Ratschläge bitte   (speziell Erfahrungen mit dem heutigen DLAN erwünscht, ich hatte das mal vor 10 Jahren, da hat sich ja sicher was geändert im Bereich Übertragung und Stabilität).


----------



## Herbboy (13. Oktober 2015)

Wie teuer wird denn DLAN? Denn soo billig wäre ja auch Kabelverlegen nicht    und es muss doch an sich nur der BD-Player ans Netz, oder?  Also, wie wäre es mit einem BD-Player mit WLAN? Die gibt es ja schon zwischen 60 und 100 Euro. Oder hast du nen besonders guten Player, den du aus Qualitätsgründen ungern durch ein neues nicht so teures Gerät ersetzen willst?

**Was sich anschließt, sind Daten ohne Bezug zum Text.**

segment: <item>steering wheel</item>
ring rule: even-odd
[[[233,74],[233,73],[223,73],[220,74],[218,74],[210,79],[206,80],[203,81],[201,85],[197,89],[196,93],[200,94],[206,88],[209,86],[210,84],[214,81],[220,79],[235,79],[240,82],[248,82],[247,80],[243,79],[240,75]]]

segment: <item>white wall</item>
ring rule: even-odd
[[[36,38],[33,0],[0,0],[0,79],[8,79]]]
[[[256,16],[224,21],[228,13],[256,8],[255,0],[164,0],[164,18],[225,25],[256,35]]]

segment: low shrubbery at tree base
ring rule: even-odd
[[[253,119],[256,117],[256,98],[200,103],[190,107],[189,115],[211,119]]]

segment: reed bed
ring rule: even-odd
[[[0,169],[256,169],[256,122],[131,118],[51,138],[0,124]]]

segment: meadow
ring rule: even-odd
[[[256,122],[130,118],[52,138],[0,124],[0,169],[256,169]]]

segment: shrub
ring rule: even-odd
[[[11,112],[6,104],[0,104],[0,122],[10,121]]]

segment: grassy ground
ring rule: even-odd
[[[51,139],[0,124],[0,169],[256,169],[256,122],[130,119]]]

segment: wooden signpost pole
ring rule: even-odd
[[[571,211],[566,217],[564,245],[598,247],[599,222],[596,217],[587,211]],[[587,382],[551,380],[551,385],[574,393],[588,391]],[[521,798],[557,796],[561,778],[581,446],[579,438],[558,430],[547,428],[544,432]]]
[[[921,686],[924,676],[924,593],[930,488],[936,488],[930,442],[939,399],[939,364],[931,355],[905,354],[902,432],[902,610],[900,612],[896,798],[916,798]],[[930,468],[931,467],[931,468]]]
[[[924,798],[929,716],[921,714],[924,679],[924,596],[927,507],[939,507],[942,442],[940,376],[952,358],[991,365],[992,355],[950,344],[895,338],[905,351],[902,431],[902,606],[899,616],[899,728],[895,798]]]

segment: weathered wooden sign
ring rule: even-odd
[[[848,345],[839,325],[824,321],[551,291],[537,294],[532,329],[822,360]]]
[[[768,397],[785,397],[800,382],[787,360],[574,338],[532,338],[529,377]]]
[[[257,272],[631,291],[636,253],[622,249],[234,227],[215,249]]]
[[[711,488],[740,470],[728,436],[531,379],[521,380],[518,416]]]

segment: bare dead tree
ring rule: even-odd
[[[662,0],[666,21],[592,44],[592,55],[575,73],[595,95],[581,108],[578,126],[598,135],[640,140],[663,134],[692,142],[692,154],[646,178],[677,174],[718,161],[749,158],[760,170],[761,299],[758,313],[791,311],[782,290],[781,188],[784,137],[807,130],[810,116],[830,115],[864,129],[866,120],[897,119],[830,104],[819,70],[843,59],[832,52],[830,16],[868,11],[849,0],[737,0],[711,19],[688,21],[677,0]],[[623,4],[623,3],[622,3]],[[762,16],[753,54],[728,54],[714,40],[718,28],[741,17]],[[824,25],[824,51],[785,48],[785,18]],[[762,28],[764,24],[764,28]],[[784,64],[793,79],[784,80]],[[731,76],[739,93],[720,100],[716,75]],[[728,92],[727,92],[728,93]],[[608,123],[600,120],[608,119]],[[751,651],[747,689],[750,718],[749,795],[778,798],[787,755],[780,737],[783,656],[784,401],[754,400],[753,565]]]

vlt. kannst du dich ja auch mal informieren, ob man nicht doch durch einen vorhandenen Kabelschacht auch LAN verlegen kann?


----------



## DocHN83 (13. Oktober 2015)

Also wenn DLAN hab ich dafür an sowas gedacht http://www.amazon.de/TP-Link-TL-PA4...1?ie=UTF8&qid=1444761467&sr=8-1&keywords=dlan

Die integrierte Steckdose brauch ich da im Flur bei der Telefondose nur eine Steckdose ist und die brauch ich ja für den Router. Den Adapter über nen Mehrfachstecker laufen lassen geht ja aufkosten der Übertragungsrate nehm ich an...Und wenn schon dann gleich mit 2 Ports, dann kann ich Blue Ray Player UND PC über Lan anschließen, WÄREN nur 4 Euro Unterschied. Sind dann halt aber mal eben 46 Lappen...Was bräuchste ich denn für nen für nen zweiten Router, würde da irgendein Pobelteil das N-Standart unterstützt reichen ?
Verkabeln wäre mit so nem Teil halt Hama Telefonkabeltrommel, TAE-F-Stecker - 2: Amazon.de: Elektronik sehr preisgünstig...

Vorhandener Kabelschacht glaub ich eher weniger...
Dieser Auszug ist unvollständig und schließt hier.